Hereditary chiefs negotiated last year with the RCMP for the gate to remain outside the camp, which is home to some members of one of the First Nation’s 13 house groups, so long as it would not be used to prevent workers from accessing the work site.
Fourteen people were arrested by police officers at a checkpoint constructed along the road leading to both the Unist’ot’en camp and the Coastal GasLink work site on Jan. 7, 2019.
The company has signed agreements with all 20 elected First Nation councils along the 670-kilometre pipeline route, but the five Wet’suwet’en hereditary clan chiefs say no one can access the land without their consent.
The pipeline is part of the $40-billion LNG Canada project that will export Canadian natural gas to Asian markets.
Coastal GasLink shared photos Tuesday of what it says are more than 100 trees that have been felled across the logging road.
The RCMP said its officers came across the fallen trees on Monday as they were conducting regular safety patrols along the Morice West Forest Service Road. In a statement, the RCMP said some trees along the road are a safety hazard because they were partly cut and the wind could cause them to fall without warning.
Police say they also found three stacks of tires covered by tarps and trees, which contained several jugs of gasoline, diesel, oil, kindling and bags of fuel-soaked rags.
The RCMP say the hereditary chiefs were advised of what was found and have been told police are conducting a criminal investigation over traps that are likely to cause bodily harm.
“We want to emphasize that we are impartial in this dispute and our priority is to facilitate a dialogue between the various stakeholders involved,” the Mounties said. “We remain hopeful that these efforts will result in a resolution.”
At a news conference Tuesday, hereditary chief Na’moks called for construction to cease and for the B.C. government to revoke the company’s permits.
He said the Wet’suwet’en felled the trees to protect their own safety.
Members of the Gidimt’en, one of five Wet’suwet’en clans, and supporters reoccupied the area along the logging road in April near the site where the injunction was enforced last year.
Jen Wickham says her fellow members are concerned that it could be enforced before the 72 hours is up, since a previous injunction was already in place.

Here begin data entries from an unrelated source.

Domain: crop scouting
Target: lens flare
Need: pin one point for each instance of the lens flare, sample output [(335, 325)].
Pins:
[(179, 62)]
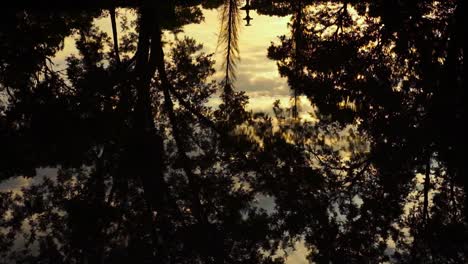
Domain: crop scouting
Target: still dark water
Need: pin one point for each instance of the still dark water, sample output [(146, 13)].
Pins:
[(229, 131)]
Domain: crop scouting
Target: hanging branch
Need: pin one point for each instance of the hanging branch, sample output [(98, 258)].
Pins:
[(229, 41), (114, 35)]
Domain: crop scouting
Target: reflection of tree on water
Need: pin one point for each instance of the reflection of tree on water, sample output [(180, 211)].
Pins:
[(148, 173)]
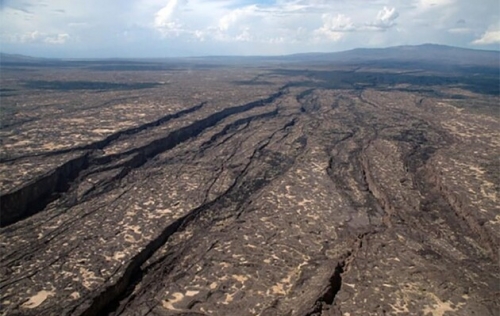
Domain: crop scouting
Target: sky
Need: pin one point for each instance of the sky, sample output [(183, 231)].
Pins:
[(170, 28)]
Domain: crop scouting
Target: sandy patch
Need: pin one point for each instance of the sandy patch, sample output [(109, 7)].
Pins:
[(37, 299)]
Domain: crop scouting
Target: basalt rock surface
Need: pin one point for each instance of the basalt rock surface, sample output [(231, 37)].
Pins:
[(248, 191)]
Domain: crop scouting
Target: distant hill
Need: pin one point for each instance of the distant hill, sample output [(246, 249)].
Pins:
[(430, 54), (410, 54)]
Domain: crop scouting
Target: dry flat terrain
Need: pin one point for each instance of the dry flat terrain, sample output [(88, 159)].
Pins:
[(305, 185)]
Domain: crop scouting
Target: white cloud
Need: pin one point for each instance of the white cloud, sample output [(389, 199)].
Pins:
[(385, 19), (57, 39), (164, 21), (334, 27), (460, 30), (145, 27), (233, 16), (489, 37)]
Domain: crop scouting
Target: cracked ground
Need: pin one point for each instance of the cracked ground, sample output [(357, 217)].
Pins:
[(248, 191)]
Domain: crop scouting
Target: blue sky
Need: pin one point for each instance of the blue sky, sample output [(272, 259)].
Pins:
[(168, 28)]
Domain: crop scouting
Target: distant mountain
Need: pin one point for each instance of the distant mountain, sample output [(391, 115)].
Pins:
[(401, 56), (16, 58), (430, 53)]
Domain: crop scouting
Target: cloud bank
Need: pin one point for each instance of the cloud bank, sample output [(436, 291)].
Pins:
[(158, 28)]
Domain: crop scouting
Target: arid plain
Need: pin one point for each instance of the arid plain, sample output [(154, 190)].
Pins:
[(251, 186)]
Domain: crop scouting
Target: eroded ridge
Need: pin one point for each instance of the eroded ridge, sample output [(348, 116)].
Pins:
[(293, 196)]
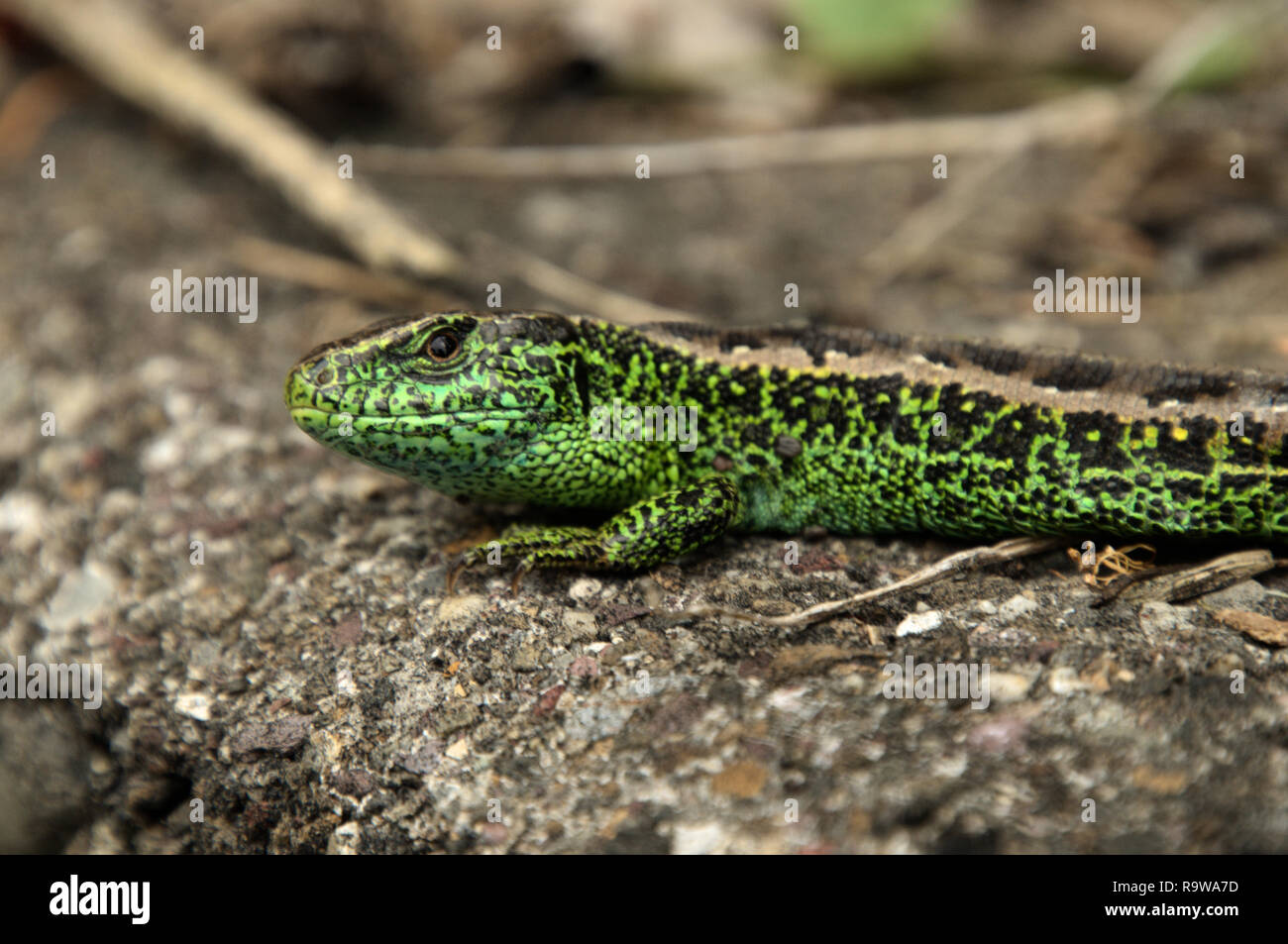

Lawyer Michael Lee Ross, who represents the Wet’suwet’en members named in the injunction, said once the new injunction order was stamped, the previous one became a historic document.
However, he said the RCMP could step in at any time if they find reason to.
Ross said his clients are discussing a possible appeal of the order.
“A challenge of an order is normally a challenge of the legal basis on which the order is grounded. So that is one of the avenues that is still open to them,” he said Wednesday.